This article was originally published at AlgoMaster Newsletter

In a distributed system where nodes (servers) are frequently added or removed, efficiently routing requests becomes challenging.

A common approach is to use hash the request and assign it to a server using Hash(key) mod N, where N is the number of servers.

However, this method is highly dependent on the number of servers, and any change in N can lead to significant rehashing, causing a major redistribution of keys (requests).

Consistent hashing addresses this issue by ensuring that only a small subset of keys need to be reassigned when nodes are added or removed.

Popularized by Amazon’s Dynamo paper, it has now become a fundamental technique in distributed databases like DynamoDB, Cassandra and ScyllaDB.

In this article, we’ll explore what consistent hashing is, why it’s needed, how it works, and how to implement it in code.

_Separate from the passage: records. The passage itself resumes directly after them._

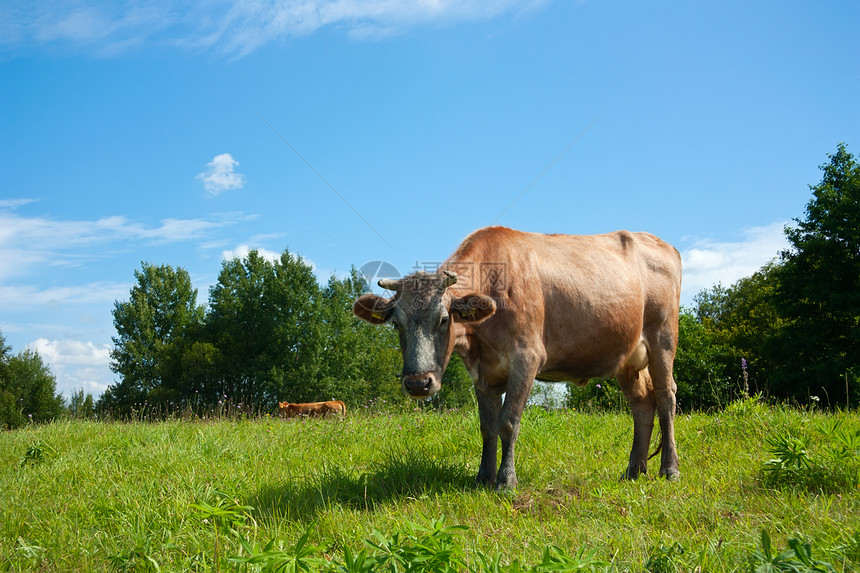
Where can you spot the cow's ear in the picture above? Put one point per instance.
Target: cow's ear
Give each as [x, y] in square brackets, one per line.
[373, 308]
[472, 308]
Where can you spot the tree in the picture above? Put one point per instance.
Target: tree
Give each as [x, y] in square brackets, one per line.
[161, 310]
[81, 405]
[818, 295]
[358, 361]
[264, 320]
[27, 389]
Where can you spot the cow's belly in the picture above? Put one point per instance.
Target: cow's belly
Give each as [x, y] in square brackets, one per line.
[579, 368]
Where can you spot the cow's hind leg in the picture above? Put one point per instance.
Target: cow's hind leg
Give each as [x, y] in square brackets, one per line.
[489, 407]
[639, 392]
[660, 361]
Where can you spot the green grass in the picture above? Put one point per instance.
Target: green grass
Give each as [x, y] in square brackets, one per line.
[93, 496]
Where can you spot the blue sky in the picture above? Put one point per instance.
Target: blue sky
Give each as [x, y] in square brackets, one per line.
[351, 131]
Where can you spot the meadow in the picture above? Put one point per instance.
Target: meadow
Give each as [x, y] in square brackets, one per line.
[762, 488]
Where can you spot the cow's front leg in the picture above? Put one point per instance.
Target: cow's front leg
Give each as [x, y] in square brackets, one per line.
[489, 407]
[518, 390]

1. The Problem with Traditional Hashing

Imagine you're building a high-traffic web application that serves millions of users daily. To handle the load efficiently, you distribute incoming requests across multiple backend servers using a hash-based load balancer.

Your system consists of 5 backend servers (S0, S1, S2, S3, S4), and requests are assigned using a hash function that maps each user's IP address to a specific server.

The process works like this:

The load balancer takes a user’s IP address (or session ID).
A hash function maps the IP to one of the backend servers by taking the sum of bytes in the IP address and computing mod 5 (since we have 5 servers).
The request is routed to the assigned server, ensuring that the same user is always directed to the same server for session consistency.

Example:

Everything Works Fine… Until You Scale

This approach works as long as the number of servers remains constant. But what happens when you add or remove a server?

Scenario 1: Adding a New Server (S5)

As traffic increases, you decide to scale up by adding a new backend server (S5). Now, the hash function must be modified to use mod 6 instead of mod 5 since we have 6 servers now.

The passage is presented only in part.